逢坂卓郎氏が語る「宇宙へのまなざしと宇宙からの視座」
逢坂氏は、古来より人類が星空を見上げ、星座を作り、宇宙に思いを馳せてきた歴史を紹介。自身のアート作品では、自然光や月光、太陽光、宇宙線などを使ったインスタレーションを展開し、地上から宇宙を見上げる視点と、宇宙から地球を見下ろす視点の両方の重要性を語ります。

また、国際宇宙ステーション(ISS)でのアートミッションや、宇宙探査機に人類のメッセージを刻むプロジェクト(ルーシーミッション、ユークリッド衛星計画)など、科学と芸術の融合事例も紹介。宇宙からの視点を持つことが、地球規模の課題(戦争や環境問題)解決の糸口になると提案し、月面に「庭」を作るという新たなアートプランも披露されました。

森脇裕之氏が語る「宇宙芸術の社会的広がり」
森脇氏は、2001年の「宇宙の旅展」への出品をきっかけに宇宙芸術の道へ進んだ経緯を語ります。種子島宇宙芸術祭の立ち上げや、地元の子どもたちと行うワークショップ、洞窟プラネタリウムコンサート、星空カフェなど、地域社会と連携した宇宙アート活動を紹介しました。

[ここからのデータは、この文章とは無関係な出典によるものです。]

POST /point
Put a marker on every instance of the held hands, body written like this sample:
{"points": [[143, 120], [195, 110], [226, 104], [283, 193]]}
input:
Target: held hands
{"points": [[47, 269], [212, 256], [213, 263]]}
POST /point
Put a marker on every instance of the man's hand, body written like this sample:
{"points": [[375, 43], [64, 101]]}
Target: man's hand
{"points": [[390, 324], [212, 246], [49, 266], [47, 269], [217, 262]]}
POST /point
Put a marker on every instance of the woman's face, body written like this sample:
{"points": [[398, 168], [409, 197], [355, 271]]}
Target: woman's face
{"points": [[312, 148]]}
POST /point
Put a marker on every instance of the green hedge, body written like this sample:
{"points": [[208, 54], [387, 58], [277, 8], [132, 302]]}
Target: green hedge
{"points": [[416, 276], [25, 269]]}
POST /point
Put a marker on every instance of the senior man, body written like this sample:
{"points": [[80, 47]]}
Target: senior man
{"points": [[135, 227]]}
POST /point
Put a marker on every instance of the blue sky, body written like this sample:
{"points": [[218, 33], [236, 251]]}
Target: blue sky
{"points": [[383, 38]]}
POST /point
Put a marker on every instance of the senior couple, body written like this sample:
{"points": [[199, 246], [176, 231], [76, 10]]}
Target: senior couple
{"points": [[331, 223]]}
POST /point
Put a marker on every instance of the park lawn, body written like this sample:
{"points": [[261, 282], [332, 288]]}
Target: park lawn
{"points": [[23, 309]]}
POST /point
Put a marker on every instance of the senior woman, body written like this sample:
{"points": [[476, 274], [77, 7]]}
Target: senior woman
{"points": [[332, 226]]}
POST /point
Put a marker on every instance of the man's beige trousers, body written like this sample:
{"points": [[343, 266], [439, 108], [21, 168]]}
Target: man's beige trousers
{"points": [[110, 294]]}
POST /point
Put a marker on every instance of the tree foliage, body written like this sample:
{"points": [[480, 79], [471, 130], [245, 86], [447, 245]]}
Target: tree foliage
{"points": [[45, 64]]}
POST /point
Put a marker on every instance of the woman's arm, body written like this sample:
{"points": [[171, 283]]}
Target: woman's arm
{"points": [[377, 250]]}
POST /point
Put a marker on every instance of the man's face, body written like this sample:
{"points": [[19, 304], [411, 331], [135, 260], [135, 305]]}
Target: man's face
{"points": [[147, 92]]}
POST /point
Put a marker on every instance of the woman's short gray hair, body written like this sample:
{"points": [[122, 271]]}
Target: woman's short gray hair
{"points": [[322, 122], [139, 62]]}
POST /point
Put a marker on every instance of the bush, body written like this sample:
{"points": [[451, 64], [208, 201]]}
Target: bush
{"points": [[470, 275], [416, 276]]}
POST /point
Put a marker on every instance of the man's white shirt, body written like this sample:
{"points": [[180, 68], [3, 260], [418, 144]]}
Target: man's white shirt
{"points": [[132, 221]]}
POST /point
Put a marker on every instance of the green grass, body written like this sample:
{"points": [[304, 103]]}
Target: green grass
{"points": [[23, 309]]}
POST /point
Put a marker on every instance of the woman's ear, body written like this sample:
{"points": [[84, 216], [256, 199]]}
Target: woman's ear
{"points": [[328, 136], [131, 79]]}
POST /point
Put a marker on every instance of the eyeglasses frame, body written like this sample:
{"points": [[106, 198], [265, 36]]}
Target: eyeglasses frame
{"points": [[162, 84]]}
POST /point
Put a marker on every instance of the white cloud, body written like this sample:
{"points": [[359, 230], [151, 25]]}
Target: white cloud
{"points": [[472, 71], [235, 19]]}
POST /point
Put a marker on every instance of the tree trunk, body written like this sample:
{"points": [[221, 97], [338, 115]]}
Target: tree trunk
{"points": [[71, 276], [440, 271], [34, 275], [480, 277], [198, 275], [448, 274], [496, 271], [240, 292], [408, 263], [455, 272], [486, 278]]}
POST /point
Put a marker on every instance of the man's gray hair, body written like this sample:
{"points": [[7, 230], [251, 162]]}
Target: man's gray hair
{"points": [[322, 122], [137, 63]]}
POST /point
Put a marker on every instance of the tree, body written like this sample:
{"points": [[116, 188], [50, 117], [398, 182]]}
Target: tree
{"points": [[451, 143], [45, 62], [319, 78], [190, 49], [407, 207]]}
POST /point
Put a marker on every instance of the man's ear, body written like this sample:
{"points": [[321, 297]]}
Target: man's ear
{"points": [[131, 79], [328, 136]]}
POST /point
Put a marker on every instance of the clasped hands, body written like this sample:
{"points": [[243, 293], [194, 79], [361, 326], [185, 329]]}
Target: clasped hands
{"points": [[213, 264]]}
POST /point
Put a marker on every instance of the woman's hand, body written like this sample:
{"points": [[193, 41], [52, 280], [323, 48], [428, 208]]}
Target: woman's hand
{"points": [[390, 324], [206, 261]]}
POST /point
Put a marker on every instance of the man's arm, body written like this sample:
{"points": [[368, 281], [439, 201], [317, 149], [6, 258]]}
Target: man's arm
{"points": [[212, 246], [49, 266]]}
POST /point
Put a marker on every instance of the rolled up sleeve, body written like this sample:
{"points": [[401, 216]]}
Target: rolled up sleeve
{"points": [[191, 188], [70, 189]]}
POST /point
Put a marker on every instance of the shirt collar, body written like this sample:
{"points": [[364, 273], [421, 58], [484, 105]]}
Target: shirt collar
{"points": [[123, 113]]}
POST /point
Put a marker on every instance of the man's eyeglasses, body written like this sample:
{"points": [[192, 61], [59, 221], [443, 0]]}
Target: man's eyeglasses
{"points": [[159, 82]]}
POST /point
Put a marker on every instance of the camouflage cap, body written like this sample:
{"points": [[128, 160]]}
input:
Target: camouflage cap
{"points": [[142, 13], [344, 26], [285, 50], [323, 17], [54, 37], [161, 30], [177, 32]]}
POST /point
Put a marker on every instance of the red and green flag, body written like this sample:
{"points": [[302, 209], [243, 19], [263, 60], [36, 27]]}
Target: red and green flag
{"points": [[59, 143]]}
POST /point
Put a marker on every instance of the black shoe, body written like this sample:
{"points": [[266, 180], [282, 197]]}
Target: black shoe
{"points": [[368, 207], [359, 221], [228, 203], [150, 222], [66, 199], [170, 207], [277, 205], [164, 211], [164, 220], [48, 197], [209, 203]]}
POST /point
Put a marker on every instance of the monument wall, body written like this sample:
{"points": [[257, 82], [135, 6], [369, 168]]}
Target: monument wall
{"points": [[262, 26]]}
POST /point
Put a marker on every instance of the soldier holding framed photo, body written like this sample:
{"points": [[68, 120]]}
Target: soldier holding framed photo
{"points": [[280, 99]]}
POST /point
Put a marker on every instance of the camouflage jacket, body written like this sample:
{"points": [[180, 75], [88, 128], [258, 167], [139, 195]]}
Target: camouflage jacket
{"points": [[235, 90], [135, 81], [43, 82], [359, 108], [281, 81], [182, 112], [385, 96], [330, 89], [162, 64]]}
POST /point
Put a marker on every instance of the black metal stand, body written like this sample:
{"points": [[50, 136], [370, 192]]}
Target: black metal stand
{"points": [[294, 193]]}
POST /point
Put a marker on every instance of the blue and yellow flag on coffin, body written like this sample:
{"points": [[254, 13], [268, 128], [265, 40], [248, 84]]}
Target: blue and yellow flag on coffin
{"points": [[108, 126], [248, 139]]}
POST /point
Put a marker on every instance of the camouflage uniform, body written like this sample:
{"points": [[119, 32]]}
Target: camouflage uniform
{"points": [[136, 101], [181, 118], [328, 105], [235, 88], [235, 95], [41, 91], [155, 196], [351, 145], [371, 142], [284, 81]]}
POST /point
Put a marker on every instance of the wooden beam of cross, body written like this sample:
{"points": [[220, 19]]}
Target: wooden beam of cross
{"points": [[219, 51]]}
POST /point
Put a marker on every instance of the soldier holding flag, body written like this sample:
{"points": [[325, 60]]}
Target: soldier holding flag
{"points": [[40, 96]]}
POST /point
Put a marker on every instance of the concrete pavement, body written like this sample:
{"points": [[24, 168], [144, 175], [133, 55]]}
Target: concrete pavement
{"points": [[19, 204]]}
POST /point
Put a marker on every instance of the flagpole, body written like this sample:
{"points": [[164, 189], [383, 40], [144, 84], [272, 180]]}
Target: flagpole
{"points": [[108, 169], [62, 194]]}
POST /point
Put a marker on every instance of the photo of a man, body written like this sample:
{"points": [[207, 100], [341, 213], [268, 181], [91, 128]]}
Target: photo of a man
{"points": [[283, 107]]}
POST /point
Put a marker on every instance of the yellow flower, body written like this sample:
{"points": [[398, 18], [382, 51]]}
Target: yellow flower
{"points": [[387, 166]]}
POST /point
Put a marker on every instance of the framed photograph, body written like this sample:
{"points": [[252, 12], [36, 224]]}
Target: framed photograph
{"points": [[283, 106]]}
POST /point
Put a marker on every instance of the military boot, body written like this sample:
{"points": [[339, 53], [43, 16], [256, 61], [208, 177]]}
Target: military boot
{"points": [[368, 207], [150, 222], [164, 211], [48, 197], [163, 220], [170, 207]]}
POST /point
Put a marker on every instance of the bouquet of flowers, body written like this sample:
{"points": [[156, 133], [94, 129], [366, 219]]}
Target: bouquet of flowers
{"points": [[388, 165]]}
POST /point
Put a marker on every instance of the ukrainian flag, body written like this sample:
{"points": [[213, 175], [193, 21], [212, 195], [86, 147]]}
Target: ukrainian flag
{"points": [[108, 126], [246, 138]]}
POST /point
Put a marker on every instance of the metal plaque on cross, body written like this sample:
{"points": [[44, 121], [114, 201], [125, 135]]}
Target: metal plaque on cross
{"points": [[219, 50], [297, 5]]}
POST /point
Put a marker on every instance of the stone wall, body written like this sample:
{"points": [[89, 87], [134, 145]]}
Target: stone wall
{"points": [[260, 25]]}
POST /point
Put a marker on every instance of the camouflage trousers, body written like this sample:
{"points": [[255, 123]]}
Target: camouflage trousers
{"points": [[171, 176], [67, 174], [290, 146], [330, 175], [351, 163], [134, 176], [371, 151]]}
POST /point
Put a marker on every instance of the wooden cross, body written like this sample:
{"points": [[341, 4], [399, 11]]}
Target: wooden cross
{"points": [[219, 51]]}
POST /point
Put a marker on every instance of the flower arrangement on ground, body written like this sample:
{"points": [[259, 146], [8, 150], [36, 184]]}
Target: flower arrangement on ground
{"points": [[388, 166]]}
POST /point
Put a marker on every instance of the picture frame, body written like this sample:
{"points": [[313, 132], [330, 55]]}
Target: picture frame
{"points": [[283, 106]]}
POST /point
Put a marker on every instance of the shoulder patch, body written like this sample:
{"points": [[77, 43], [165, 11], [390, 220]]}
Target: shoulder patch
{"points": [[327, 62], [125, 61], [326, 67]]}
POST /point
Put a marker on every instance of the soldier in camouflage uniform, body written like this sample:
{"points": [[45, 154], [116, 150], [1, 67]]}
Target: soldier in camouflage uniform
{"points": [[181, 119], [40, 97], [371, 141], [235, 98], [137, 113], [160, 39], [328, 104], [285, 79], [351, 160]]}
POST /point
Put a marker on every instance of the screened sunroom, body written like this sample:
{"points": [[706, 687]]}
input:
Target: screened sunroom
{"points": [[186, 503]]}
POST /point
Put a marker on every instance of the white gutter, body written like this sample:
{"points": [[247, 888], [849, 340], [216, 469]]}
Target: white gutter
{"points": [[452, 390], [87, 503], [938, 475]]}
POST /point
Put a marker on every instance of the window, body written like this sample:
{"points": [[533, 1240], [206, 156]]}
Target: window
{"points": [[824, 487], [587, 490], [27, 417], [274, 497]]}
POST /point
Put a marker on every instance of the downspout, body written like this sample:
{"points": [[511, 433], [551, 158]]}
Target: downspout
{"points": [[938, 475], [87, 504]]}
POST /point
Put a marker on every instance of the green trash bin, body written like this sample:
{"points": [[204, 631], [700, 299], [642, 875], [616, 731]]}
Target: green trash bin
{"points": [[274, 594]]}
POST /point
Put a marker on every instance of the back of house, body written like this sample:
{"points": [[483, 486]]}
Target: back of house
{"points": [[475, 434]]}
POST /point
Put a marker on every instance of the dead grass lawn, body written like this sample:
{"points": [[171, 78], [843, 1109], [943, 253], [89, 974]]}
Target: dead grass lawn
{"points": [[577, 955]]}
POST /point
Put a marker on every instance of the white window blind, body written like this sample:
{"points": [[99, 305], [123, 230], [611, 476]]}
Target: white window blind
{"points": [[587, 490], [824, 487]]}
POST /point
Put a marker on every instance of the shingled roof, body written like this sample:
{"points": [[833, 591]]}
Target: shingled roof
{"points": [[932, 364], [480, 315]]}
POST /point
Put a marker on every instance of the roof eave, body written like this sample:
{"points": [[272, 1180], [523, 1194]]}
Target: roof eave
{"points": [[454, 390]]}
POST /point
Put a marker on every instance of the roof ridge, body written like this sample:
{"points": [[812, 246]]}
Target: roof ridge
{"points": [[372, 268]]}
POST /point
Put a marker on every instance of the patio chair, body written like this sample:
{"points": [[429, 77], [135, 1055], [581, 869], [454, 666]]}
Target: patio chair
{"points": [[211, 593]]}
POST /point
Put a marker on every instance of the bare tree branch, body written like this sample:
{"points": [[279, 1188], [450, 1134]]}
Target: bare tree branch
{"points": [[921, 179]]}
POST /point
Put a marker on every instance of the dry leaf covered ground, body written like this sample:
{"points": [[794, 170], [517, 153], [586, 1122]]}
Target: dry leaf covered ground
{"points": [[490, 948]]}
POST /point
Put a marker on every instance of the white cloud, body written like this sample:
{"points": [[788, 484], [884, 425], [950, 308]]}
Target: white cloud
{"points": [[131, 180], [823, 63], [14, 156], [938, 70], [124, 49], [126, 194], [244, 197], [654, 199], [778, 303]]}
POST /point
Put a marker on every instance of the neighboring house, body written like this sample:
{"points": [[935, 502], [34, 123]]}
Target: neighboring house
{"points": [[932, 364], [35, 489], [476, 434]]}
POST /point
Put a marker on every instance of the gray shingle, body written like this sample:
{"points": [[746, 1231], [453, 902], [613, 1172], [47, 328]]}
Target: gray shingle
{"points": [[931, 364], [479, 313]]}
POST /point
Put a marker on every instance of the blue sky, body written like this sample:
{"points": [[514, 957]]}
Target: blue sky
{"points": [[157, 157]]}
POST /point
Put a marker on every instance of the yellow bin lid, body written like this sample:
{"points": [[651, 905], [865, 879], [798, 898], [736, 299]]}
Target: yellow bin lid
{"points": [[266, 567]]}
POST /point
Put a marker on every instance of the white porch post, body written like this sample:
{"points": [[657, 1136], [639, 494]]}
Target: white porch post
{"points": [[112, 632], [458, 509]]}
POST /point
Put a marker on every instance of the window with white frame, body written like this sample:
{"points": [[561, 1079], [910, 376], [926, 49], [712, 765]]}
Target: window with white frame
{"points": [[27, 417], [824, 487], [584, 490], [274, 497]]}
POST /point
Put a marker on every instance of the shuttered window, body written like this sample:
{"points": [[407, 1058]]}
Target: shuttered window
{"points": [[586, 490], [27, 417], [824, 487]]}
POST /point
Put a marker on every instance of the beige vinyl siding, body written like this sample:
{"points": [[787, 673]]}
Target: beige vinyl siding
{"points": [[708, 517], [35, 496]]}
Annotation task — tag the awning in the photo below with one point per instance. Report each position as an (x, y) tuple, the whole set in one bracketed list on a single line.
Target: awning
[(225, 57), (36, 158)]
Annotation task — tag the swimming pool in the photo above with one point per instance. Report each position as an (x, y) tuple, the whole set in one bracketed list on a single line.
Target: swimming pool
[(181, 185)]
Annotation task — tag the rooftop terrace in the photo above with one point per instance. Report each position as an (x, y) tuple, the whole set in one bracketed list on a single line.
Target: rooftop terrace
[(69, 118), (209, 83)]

特に印象的だったのは、子どもたちが宇宙芸術に触れる機会を作ることの意義。「宇宙」は遠い存在に思えますが、芸術を通じて身近に感じ、想像力を膨らませる場を作ることが大切だと語られています。

対談から見えてきたもの
対談パートでは、両氏が「光」から宇宙芸術に入った共通点や、宇宙飛行士の体験談(宇宙から地球を見たときの意識の変容)を踏まえ、芸術と科学、社会のつながりについて語り合いました。

また、宇宙やUFOなど未知のものへの好奇心、子ども時代の体験が現在の創作活動の原点であることも共有。最先端の宇宙アートと、誰もが参加できる開かれた芸術活動の両立が、これからの宇宙芸術のあり方だと提案されました。

【まとめ】宇宙芸術が広げる未来
宇宙アートは、科学技術と芸術表現が融合する斬新な領域です。宇宙からの視点を持つことで、地球や人類社会の課題解決にも寄与できる可能性があります。また、芸術家個人の創作はもちろんのこと、それだけではなく、地域社会や子どもたちと共に宇宙を感じ、考える場づくりが重要です。

これからの宇宙芸術は、誰もが参加できる「開かれた」活動として、ますます広がっていくことでしょう。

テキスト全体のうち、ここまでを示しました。